Прошло шесть лет, но проблема лишнего электричества почему-то не рассосалась. Покупать беларускую электроэнергию отказались все соседи, кроме России. России эта электроэнергия тоже не нужна, но пустить соседа на свой оптовый рынок Москва готова. В конце концов, ей, возможно, еще вторую АЭС строить.
Как мы писали ранее, два блока БелАЭС производят 18 миллиардов киловаттчасов электроэнергии. Беларусь потребляет 42 миллиарда. И хотя власти упирают на то, что передовое атомное электричество позволяет заменить электричество произведенное отсталыми методами, экономическая выгода не очевидна.
Беларуское Минэнерго говорит, что запуск АЭС уже позволил сэкономить 9,3 миллиарда кубов российского газа. Потребление газа в 2023 году в Беларуси действительно упало до 17 млрд кубов с 18,7 млрд в 2022-м. Или с 21 млрд кубов — в 2006 году.
Но и 7 миллиардов долларов — сумма серьезная, и кому-то нужно будет заплатить.
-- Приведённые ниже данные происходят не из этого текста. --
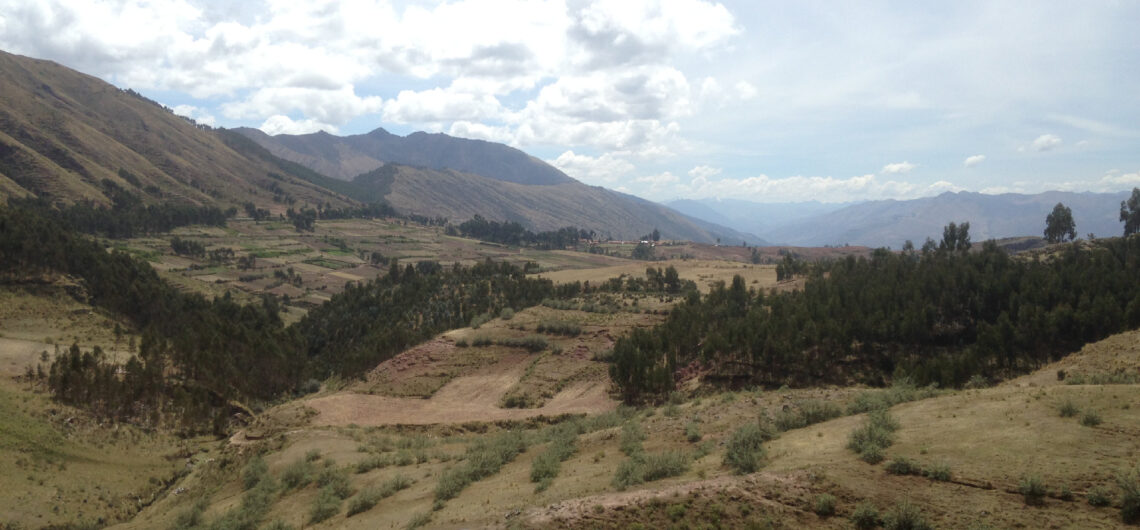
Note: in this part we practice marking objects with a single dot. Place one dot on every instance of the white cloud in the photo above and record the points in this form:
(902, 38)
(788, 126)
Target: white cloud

Цены на электроэнергию в Беларуси стабильно растут. С 2020 и до конца прошлого года тарифы на электроэнергию выросли больше чем на 20 процентов. С начала этого года они выросли в среднем на 3 процента. Хотя цены на российский газ все это время не менялись.
Но несмотря на все проблемы, Лукашенко постоянно муссирует вопрос строительства второй АЭС. «Сегодня я аккуратно подвожу вас к тому, что неплохо было бы и вторую атомную станцию иметь в стране. Это очень-очень выгодно», — заверяет он. На стадии освоения средств — безусловно, уточним мы. Но проблема всех самых замечательных российских кредитов в том, что их раньше или позже приходится начинать отдавать.
Двадцать лет назад Лукашенко бурно возмущался российской несговорчивостью в ценах на энергоресурсы. И раскрывал коварные планы Москвы: «Трубы газовые хотят отдать Миллеру, электрические сети — Чубайсу, нефтепроводы — российской «Транснефти», нефтеперерабатывающие заводы — российским нефтяным компаниям, железные дороги — ОАО «Российские железные дороги» и так далее. Отдай и все. И при том за бесценок, а то и бесплатно. Я уже говорил: это все выше моих сил, на это я пойти не могу. За это рано или поздно спросят».
Но трубы Миллеру отдать пришлось. Как и 42,58% акций Мозырского НПЗ. Поставки газа по газопроводу «Ямал-Европа» с марта 2022 года прекращены. Из-за санкций перекрыли транзит и по северной ветке нефтепровода «Дружба». Кредит за АЭС уже пора отдавать, и об отсрочке уплаты долга пока не сообщалось. При этом Россия так и остается единственным поставщиком в Беларусь нефти, газа, ядерного топлива. И единственным покупателем электроэнергии.
А былые успехи нефтяного схематоза остались в далеком прошлом. Как и времена, когда Лукашенко мог демонстративно не подписать Таможенный кодекс, добиваясь уступок от Москвы. Зависимость от России стала тотальной. И условия в этой игре теперь диктует не Минск.